The emphasis in this play is on the women. Whyte is one of those rare actors who can summon extremity on stage, playing Olive's brittle aggression as a growing, overwhelming panic, and is a brilliant foil against Thomson's Pearl, whose matter-of-fact insensitivity covers an unexpressed loneliness. Pearl's pretensions towards respectability offer, along with Nevin's impeccably performed Emma, much of the play's comedy, but transform into an authentic and moving dignity. As the cane-cutters Roo and Barney, Le Marquand and McMahon play their masculinity with an old-fashioned swagger and bombast, pretensions which becomes poignant as they crumble under the pressures of reality.

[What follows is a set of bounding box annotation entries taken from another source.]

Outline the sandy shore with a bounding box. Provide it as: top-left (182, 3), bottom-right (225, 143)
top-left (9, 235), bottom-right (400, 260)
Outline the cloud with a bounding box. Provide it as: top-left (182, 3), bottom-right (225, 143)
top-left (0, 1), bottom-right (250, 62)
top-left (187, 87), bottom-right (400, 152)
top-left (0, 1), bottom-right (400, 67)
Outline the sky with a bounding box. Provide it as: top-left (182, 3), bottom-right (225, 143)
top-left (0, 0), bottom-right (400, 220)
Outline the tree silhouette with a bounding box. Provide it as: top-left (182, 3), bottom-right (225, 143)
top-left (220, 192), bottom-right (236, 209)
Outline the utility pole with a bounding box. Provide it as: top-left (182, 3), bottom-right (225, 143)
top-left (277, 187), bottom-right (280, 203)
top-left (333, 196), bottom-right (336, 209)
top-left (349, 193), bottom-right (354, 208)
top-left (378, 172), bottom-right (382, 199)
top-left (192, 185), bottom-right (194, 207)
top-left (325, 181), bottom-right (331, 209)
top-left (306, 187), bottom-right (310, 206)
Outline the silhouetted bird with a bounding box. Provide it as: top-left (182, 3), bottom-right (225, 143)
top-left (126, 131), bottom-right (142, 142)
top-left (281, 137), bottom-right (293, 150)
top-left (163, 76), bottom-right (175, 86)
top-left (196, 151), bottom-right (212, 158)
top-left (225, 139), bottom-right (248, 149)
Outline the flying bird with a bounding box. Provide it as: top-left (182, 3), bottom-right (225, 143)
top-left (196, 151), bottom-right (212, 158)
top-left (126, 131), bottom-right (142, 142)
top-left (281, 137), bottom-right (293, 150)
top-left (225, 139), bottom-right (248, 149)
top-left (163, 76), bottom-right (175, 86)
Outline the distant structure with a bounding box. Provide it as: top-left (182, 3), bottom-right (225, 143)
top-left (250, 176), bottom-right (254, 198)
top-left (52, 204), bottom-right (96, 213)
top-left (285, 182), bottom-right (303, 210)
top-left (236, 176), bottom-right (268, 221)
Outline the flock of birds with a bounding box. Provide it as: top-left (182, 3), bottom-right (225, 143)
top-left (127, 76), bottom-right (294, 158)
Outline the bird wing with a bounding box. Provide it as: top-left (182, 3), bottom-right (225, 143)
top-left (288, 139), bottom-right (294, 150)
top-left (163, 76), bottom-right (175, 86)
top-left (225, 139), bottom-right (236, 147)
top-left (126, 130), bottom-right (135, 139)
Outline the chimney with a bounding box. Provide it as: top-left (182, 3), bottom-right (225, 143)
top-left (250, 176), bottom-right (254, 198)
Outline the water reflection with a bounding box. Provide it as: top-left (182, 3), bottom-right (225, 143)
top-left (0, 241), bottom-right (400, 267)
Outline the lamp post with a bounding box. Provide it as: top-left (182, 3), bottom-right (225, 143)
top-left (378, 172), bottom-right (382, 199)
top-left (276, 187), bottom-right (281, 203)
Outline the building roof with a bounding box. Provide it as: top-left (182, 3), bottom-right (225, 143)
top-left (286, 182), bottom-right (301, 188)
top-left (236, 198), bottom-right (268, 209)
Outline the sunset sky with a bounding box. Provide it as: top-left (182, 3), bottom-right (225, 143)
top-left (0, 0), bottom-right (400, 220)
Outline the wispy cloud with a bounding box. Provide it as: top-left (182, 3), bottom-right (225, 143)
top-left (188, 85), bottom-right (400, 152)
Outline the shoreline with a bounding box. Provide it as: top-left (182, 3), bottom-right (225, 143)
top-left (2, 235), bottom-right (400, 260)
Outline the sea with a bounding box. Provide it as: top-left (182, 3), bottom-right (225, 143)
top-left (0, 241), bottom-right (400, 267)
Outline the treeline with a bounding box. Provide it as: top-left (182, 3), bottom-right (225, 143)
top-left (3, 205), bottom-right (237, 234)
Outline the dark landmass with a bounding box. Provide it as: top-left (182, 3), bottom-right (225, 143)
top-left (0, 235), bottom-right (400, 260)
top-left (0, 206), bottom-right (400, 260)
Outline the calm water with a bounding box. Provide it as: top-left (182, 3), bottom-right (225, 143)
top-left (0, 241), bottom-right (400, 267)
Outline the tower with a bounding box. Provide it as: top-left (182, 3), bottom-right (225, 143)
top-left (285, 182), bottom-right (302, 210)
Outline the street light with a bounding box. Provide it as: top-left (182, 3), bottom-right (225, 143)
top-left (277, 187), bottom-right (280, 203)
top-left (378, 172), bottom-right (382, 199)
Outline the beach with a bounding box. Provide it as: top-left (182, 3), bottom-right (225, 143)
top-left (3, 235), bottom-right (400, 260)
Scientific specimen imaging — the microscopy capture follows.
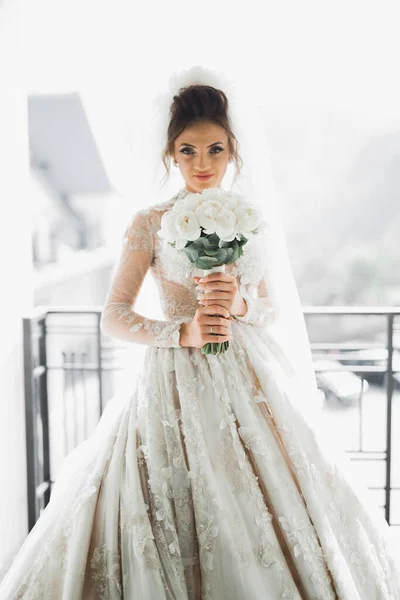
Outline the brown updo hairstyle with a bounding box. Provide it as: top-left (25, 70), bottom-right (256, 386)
top-left (162, 84), bottom-right (243, 180)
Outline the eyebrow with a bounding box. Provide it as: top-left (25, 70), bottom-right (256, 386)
top-left (179, 142), bottom-right (223, 148)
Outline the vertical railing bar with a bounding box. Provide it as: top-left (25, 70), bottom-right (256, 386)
top-left (39, 315), bottom-right (51, 506)
top-left (61, 351), bottom-right (69, 456)
top-left (385, 314), bottom-right (394, 525)
top-left (70, 351), bottom-right (78, 448)
top-left (96, 312), bottom-right (104, 417)
top-left (22, 318), bottom-right (38, 531)
top-left (81, 350), bottom-right (89, 439)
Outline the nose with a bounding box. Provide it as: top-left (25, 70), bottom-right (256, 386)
top-left (196, 152), bottom-right (210, 174)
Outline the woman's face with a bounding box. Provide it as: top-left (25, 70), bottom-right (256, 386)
top-left (172, 122), bottom-right (232, 192)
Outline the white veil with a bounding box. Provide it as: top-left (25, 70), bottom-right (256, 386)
top-left (131, 66), bottom-right (320, 419)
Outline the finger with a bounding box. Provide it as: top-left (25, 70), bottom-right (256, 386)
top-left (197, 304), bottom-right (231, 319)
top-left (193, 271), bottom-right (236, 283)
top-left (203, 334), bottom-right (232, 344)
top-left (198, 291), bottom-right (233, 303)
top-left (200, 325), bottom-right (231, 335)
top-left (199, 315), bottom-right (232, 328)
top-left (199, 281), bottom-right (234, 293)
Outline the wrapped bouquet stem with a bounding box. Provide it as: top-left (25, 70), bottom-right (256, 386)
top-left (193, 265), bottom-right (229, 354)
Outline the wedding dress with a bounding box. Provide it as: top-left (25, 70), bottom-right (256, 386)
top-left (0, 188), bottom-right (400, 600)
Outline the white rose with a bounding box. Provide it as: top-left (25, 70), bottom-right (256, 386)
top-left (195, 200), bottom-right (223, 234)
top-left (215, 208), bottom-right (238, 242)
top-left (175, 211), bottom-right (201, 250)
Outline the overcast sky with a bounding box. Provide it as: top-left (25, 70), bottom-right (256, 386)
top-left (19, 0), bottom-right (400, 193)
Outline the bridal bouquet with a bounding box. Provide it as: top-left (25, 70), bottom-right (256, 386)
top-left (157, 187), bottom-right (261, 354)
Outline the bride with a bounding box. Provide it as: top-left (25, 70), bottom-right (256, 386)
top-left (0, 67), bottom-right (400, 600)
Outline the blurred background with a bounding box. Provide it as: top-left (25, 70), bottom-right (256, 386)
top-left (0, 0), bottom-right (400, 575)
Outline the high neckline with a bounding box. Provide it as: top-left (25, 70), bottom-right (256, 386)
top-left (174, 186), bottom-right (223, 199)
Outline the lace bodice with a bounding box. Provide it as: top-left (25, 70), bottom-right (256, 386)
top-left (100, 187), bottom-right (272, 348)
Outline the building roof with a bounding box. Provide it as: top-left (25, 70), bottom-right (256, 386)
top-left (28, 93), bottom-right (113, 195)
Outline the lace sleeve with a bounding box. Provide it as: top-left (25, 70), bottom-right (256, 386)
top-left (100, 211), bottom-right (187, 348)
top-left (234, 279), bottom-right (274, 327)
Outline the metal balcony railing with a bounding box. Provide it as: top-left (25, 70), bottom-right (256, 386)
top-left (23, 307), bottom-right (400, 530)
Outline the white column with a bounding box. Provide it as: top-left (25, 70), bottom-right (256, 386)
top-left (0, 0), bottom-right (33, 572)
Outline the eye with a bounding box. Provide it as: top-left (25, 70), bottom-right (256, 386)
top-left (179, 148), bottom-right (193, 154)
top-left (179, 146), bottom-right (224, 155)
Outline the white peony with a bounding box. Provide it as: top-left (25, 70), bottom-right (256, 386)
top-left (175, 210), bottom-right (201, 250)
top-left (196, 200), bottom-right (223, 234)
top-left (157, 187), bottom-right (262, 250)
top-left (215, 207), bottom-right (238, 242)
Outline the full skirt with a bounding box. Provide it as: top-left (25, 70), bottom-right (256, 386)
top-left (0, 323), bottom-right (400, 600)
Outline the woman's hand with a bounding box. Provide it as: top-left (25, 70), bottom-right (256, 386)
top-left (179, 303), bottom-right (232, 348)
top-left (193, 272), bottom-right (247, 317)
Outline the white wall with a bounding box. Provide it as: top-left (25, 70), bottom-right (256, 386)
top-left (0, 0), bottom-right (32, 572)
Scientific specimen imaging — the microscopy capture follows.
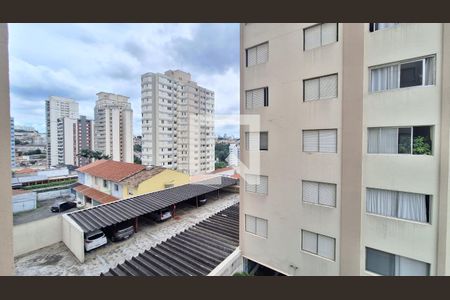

When The Doll premiered in London in 1957, it prompted a memorable effusion from Kenneth Tynan. Winding up his excitability spring, he declared that this play was a harbinger of things to come: a working class tragedy that signalled perhaps the first drops of a seminal outpouring of drama from the Antipodes. As it turned out, the energy that The Doll heralded mostly happened in Britain. The late 50s saw the premiere of some notable plays - for example, John Osborne's Look Back in Anger, Arnold Wesker's Chicken Soup with Barley and Shelagh Delaney's A Taste of Honey - which, like Lawler's, brought a new realism to tragedy, and different kinds of characters and settings to the stage: reacting against the drawing room dramas symbolised by Terence Rattigan, they were gritty, powerful, and aggressively contemporary. Lawler was in the zeitgeist.
In Australia, the gushing forth Tynan prophesied was more of a trickle: it didn't really occur until the 1970s, with the establishment of the Pram Factory and Nimrod Theatre. It wasn't as if the promise wasn't there: the late 50s and early 60s saw, for example, the premieres of Richard Beynon's The Shifting Heart or Peter Kenna's The Slaughter of St. Teresa’s Day. Australia simply didn't have the cultural and institutional support that permitted the explosion of talent that Britain saw in the 1960s, which witnessed the emergence of so many astounding playwrights, from Trevor Griffiths to Harold Pinter to John Arden.
It's hard not to wonder what happened to Australian main stage drama: on this same stage, almost exactly a year ago, I saw Don Parties On, a play which lacks everything - craft, insight, wit, passion, emotional truthfulness - that The Doll has in such abundance. Maybe, as much as with the lack of nurturing institutions, it had something to do with those cultural cobwebs, which are so good at muffling protean energies and have so often stifled them at birth. A prominent critic, who would have had no argument with placing The Doll at the top of the tree of cultural prestige, commented in one of his books that Australians have no taste for tragedy. That's only possible to maintain if you erase the fact that The Doll, one of our most iconic plays, is a searing tragedy, powerful and raw and uncompromising still, as Armfield's production so amply demonstrates. Not to be missed.
Summer of the Seventeenth Doll, by Ray Lawler, directed by Neil Armfield. Set design Ralph Myers, costumes by Dale Ferguson, lighting by Damien Cooper, composer Alan John. With Eloise Winestock, Helen Thomson, Alison Whyte, Robyn Nevin, Steve Le Marquand, Travis McMahon and TJ Power. Belvoir and Melbourne Theatre Company, Arts Centre Playhouse, until February 18.